To identify the flow experience of participants during the system usage was used the short flow state scale (short FSS) was developed and validated by Jackson and Eklund (2002). The scale was developed based on the nine original Csikszentmihalyi and Csikszentmihalyi (1975) Flow Theory dimensions. This scale was also validated for the gamification domain (i.e., to be used in gamified systems) by Hamari and Koivisto (2014). For this study, we used the short FSS following the original “Manual for the Flow Scales” (Jackson et al., 2011), presenting the scale in a 5-point Likert Scale (Likert, 1932). This scale was chosen because according to the systematic literature review conducted by Oliveira et al. (2018), the scale uses the nine original flow experience dimensions proposed by Csikszentmihalyi (1997a) and is the most used scale in the field of educational technologies. We also included an “attention-check question” (i.e., if you are filling out the form carefully, answer 4) to remove participants who were not paying attention when answering the scale. Appendix 2 presents the FSS, including information regarding how each flow experience dimension is measured in the scale. SPSS 27 software program was used to conduct the analysis.

Procedure

The study procedure was organized in three different steps (pilot studies demographic survey, system usage, and flow experience report):

  • Pilot studies In this step, we conducted an initial study, where we evaluated the system used in this experiment with six Master of Business Administration (MBA) students (with voluntary participation in the study). In this pilot study, we applied the think-aloud protocol (Alhadreti & Mayhew, 2016) just to make an initial qualitative analysis of the student’s perception regarding the system personalization and to evaluate the possibilities of changes in the conduct of the main experiment. The think-aloud protocol was chosen to be used in this step because it is a widely used approach to user interface analysis, capable of perceiving details even with small samples (Charters, 2003; Alhadreti & Mayhew, 2016). Then, we conducted a second pilot with 10 participants in the MTurk. The sole purpose of this pilot study was to assess the fairest amount to pay for those participating in the main study.

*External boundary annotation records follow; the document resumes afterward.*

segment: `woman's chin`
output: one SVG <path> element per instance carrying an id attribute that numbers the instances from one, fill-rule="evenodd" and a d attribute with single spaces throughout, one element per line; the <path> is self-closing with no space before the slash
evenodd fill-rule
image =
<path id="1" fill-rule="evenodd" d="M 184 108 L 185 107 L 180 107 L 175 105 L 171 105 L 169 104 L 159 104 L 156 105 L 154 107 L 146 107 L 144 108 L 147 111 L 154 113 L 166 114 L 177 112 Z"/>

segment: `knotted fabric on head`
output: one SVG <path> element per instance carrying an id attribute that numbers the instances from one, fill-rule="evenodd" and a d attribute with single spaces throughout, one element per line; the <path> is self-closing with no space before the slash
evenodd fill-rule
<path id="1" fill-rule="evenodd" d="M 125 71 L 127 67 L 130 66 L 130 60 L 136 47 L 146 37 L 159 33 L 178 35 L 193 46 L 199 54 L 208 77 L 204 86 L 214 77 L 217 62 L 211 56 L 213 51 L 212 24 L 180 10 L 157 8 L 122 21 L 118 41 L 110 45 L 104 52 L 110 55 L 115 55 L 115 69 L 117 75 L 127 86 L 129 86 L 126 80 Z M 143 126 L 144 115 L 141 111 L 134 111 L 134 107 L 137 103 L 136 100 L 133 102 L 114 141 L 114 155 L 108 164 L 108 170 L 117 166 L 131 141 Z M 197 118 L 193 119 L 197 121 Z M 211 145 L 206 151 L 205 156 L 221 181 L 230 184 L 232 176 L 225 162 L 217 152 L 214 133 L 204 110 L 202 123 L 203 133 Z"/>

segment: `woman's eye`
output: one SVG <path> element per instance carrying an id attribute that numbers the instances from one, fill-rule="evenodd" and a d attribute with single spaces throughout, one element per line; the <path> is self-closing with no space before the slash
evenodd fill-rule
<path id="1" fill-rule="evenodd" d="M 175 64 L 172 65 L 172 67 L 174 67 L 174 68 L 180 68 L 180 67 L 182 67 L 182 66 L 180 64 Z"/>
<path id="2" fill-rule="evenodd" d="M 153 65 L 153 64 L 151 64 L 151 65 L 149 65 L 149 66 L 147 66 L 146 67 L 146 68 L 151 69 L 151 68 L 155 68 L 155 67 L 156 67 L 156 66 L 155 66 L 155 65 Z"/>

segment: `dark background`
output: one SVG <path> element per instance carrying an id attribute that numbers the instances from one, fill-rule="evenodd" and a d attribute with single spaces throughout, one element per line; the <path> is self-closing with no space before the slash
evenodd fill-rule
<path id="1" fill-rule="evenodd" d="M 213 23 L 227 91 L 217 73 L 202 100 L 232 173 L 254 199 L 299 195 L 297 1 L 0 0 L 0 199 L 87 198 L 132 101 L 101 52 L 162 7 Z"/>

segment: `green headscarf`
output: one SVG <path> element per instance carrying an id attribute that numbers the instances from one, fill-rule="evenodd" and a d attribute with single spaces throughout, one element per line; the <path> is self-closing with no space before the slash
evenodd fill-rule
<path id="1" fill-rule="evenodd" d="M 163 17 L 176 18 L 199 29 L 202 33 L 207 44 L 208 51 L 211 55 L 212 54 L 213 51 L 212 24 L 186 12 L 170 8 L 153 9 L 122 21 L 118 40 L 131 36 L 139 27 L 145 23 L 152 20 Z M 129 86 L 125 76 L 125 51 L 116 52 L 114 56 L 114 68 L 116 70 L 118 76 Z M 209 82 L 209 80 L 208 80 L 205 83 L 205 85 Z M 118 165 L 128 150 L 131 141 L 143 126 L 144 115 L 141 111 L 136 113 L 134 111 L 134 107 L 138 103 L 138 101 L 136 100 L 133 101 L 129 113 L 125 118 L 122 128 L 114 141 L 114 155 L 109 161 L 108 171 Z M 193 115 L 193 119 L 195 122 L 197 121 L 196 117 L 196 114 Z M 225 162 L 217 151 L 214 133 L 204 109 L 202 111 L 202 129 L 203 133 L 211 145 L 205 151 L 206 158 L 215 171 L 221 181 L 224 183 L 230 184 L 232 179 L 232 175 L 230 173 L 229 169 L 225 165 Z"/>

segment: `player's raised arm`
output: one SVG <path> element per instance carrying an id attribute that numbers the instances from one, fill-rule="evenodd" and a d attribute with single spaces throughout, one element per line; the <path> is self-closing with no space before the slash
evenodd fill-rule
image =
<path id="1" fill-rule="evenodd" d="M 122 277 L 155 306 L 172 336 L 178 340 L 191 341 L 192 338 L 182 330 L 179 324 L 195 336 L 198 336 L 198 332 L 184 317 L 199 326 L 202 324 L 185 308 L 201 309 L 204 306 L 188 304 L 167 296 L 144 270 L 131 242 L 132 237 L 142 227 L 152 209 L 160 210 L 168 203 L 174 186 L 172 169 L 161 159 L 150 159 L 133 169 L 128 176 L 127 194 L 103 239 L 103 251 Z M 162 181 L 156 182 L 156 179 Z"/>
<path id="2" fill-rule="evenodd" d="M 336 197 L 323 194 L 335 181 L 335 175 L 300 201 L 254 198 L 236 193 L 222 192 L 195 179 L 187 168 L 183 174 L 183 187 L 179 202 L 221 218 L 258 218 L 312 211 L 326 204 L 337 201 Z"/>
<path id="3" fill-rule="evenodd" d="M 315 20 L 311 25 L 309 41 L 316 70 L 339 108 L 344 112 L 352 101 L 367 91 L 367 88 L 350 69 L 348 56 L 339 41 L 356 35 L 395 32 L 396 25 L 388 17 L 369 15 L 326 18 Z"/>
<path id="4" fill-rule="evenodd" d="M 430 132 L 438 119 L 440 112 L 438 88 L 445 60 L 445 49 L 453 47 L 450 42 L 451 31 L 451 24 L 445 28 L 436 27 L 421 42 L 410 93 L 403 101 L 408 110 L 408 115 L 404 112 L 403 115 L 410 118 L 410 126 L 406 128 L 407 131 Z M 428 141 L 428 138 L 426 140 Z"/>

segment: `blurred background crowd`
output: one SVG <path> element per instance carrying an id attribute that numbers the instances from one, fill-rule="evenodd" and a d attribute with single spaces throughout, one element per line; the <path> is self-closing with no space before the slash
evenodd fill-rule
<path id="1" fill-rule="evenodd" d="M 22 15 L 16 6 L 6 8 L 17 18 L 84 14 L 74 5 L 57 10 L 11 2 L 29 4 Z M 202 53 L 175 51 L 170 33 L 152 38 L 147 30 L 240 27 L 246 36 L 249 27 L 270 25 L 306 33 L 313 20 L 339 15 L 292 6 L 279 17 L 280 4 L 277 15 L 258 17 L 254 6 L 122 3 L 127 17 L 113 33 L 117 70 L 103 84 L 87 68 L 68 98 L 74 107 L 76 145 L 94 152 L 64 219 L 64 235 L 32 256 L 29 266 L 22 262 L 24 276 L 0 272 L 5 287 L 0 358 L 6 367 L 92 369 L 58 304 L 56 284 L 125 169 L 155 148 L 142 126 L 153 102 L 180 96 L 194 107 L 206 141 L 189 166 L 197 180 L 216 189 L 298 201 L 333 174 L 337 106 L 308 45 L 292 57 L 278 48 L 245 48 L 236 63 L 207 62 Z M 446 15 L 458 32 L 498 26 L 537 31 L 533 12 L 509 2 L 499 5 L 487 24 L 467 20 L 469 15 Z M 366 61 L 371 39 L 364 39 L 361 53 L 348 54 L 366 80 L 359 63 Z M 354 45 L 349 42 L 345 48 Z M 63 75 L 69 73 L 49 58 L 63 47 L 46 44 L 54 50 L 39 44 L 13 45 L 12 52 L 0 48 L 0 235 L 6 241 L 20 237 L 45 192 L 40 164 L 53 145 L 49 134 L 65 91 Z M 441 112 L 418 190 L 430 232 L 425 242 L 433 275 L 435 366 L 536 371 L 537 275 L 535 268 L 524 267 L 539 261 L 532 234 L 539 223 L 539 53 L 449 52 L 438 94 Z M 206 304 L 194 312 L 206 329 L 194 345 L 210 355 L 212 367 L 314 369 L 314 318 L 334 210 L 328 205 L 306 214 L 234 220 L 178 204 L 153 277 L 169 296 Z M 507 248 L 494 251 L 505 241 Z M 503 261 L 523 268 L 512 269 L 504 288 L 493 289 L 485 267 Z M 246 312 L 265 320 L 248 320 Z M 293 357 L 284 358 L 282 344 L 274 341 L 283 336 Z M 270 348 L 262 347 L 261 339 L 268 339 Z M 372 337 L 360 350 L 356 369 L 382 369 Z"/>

  • Demographic survey In this step, participants answered a demographic survey asking about their gender, age, academic/educational level, and birthplace (country). Especially, self-reported gender information was important to analyze the flow experience level according to the user gender and the system version used. These data were chosen because it is widely used in demographic studies in the field of educational technologies [e.g., (Orji, 2014; Hallifax et al., 2019b; Oliveira et al., 2020)]

  • System usage and flow experience report In this step, participants used logic quizzes (within the gamified educational system) for about 25 min. Upon entering the system, a randomization algorithm automatically drew one of the system versions (male stereotyped, female stereotyped, or neutral) for each participant. Then, immediately after finishing the system usage, participants answered the FSS according to their experience during the system usage.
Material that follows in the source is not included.